Hacettepe Üniversitesi Kas Hastalıkları Ulusal Kayıt Sistemi Logo
Hacettepe Üniversitesi Kas Hastalıkları Ulusal Kayıt Sistemi Logo

SPİNAL MUSKULER ATROFİLER ve  REHABİLİTASYONU

Prof. Dr. A. Ayşe Karaduman
HÜ Sağlık Bilimleri Fakültesi Fizik tedavi ve Rehabilitasyon Bölümü

Spinal muskuler atrofi ( SMA ), bir grup kalıtsal nöromüsküler ( sinir kası tutan ) hastalığa verilen isimdir. Omurilikte yer alan ve kasların hareketinden sorumlu olan bazı hücrelerin hastalanması ve görevlerini yapamamaları sonucu bu hastalık ortaya çıkar. Bu hücreler beyinden gelen hareket emrini kaslara iletmekten sorumludur. Kaslar hareket emrini alamadıklarından çalışamazlar ve zayıflarlar. Tüm kol ve bacak kasları, gövde ve bazı solunum kasları bu hastalıktan etkilenirler.

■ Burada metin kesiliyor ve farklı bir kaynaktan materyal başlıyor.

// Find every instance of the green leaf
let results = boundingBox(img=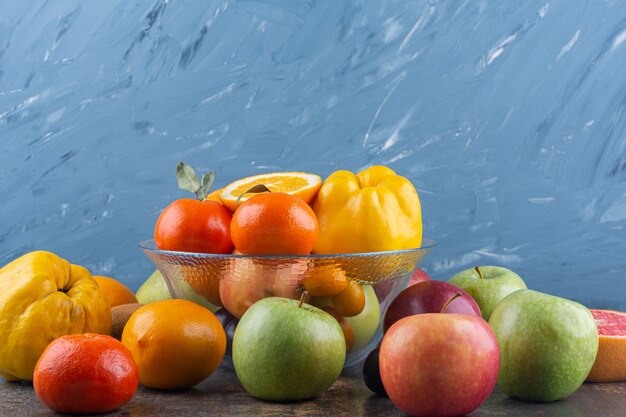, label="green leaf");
[176,161,201,195]
[198,171,215,201]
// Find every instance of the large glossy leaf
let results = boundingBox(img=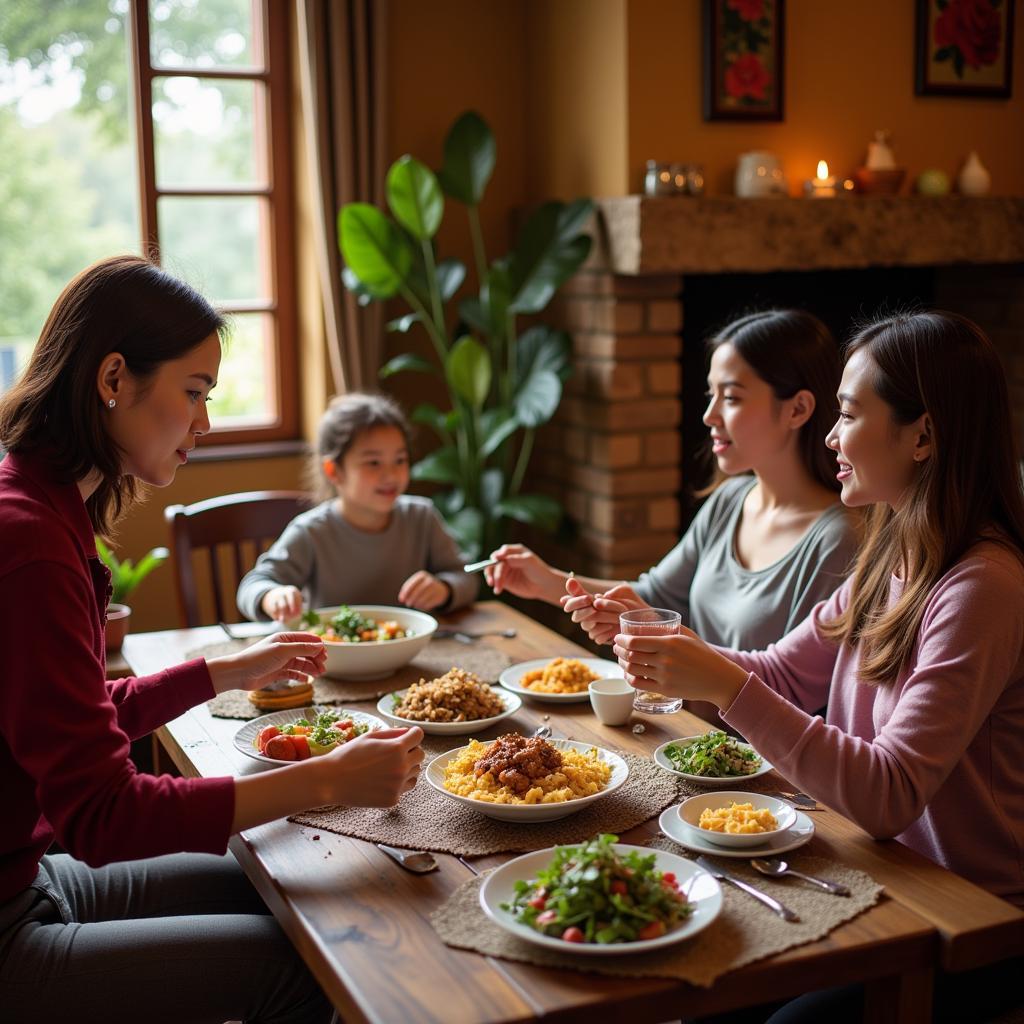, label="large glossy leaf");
[432,488,465,517]
[386,156,444,240]
[514,369,562,428]
[338,203,413,298]
[446,335,491,409]
[480,467,505,512]
[412,402,458,440]
[341,266,374,307]
[495,494,562,531]
[385,312,422,333]
[436,259,467,302]
[515,325,572,390]
[438,111,496,207]
[378,353,436,378]
[447,506,485,560]
[411,445,461,484]
[508,199,594,314]
[479,407,519,457]
[458,296,490,335]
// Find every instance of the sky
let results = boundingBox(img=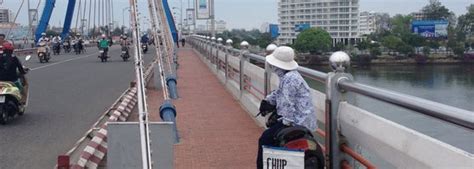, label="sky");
[0,0,472,30]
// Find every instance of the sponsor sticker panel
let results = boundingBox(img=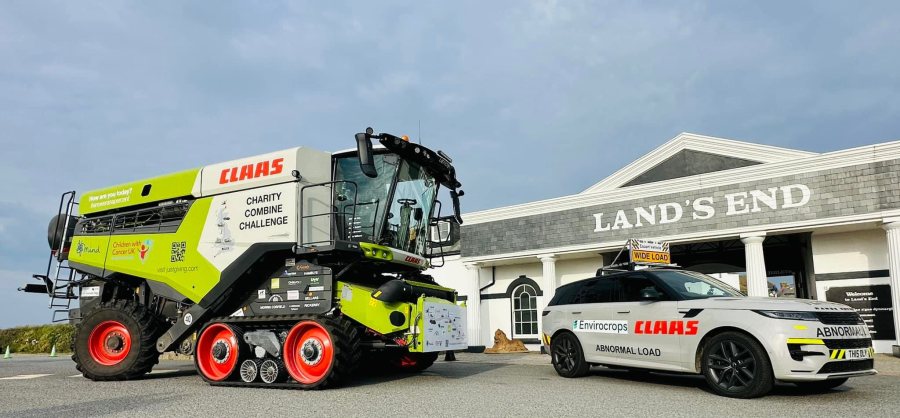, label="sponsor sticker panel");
[572,320,629,334]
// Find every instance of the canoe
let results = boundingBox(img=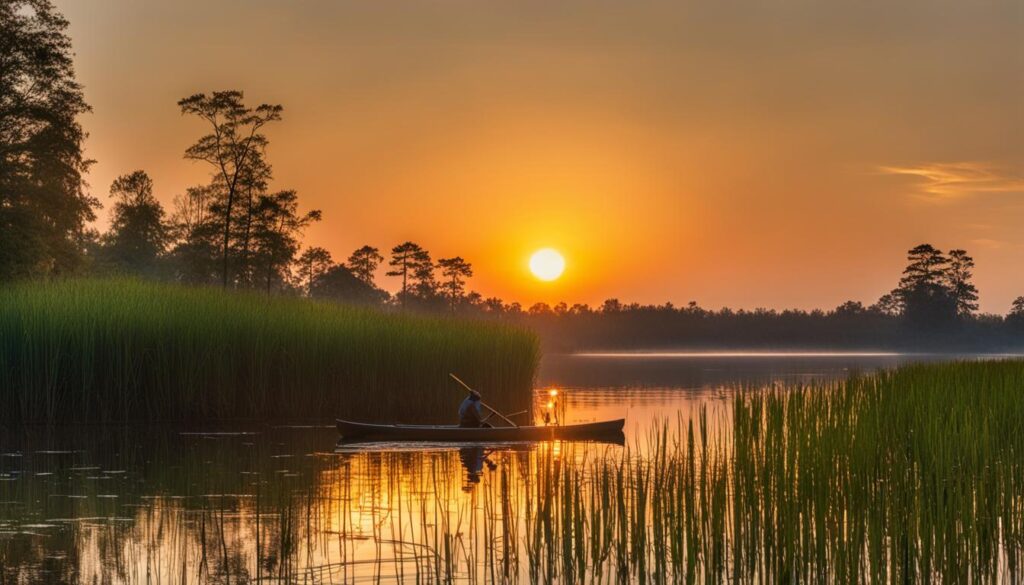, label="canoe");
[336,418,625,443]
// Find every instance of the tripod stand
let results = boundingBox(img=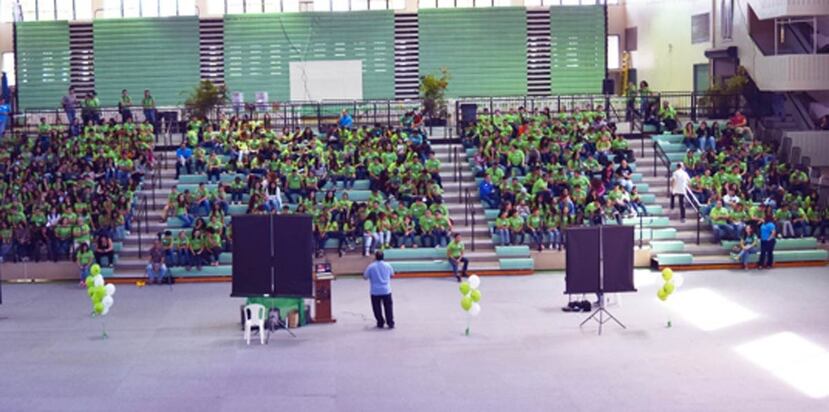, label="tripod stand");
[265,308,296,343]
[579,292,626,335]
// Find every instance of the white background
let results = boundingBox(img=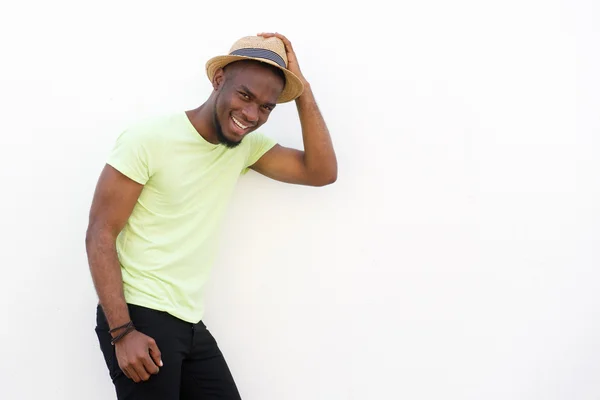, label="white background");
[1,0,599,399]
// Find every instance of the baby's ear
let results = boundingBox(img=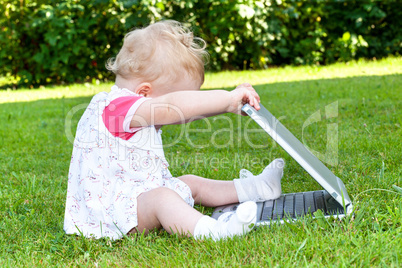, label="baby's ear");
[135,83,152,97]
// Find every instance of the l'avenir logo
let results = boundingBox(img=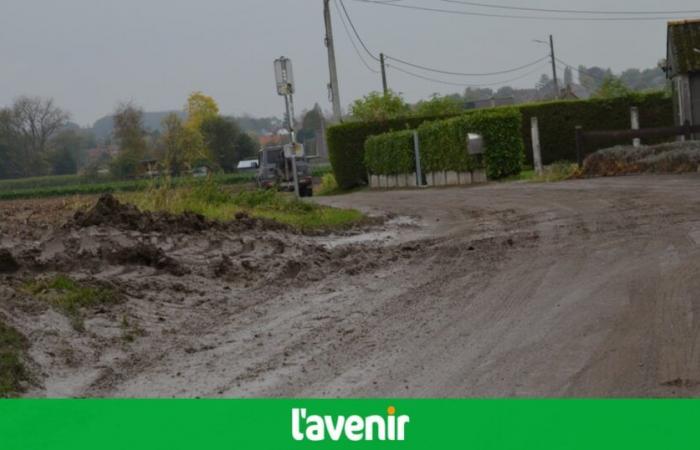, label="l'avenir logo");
[292,406,410,442]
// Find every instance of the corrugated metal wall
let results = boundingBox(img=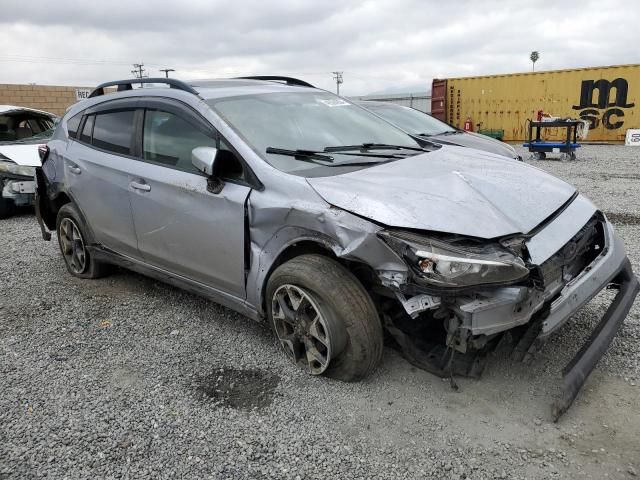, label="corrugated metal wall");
[433,64,640,142]
[351,93,431,113]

Klinik olarak farklı tipte ve şiddette dört tip SMA hastalığı belirlenmiştir. Bunların hareket etme becerilerine yada fonksiyonel durumlarına göre özellikleri aşağıdaki gibidir:

Tip 1 SMA: Bağımsız oturamazlar baş kontrolü çok zayıftır.

Tip 2 SMA: Baş kontrolü vardır. Oturabilirler ancak yatma pozisyonundan oturma pozisyonuna gelemezler.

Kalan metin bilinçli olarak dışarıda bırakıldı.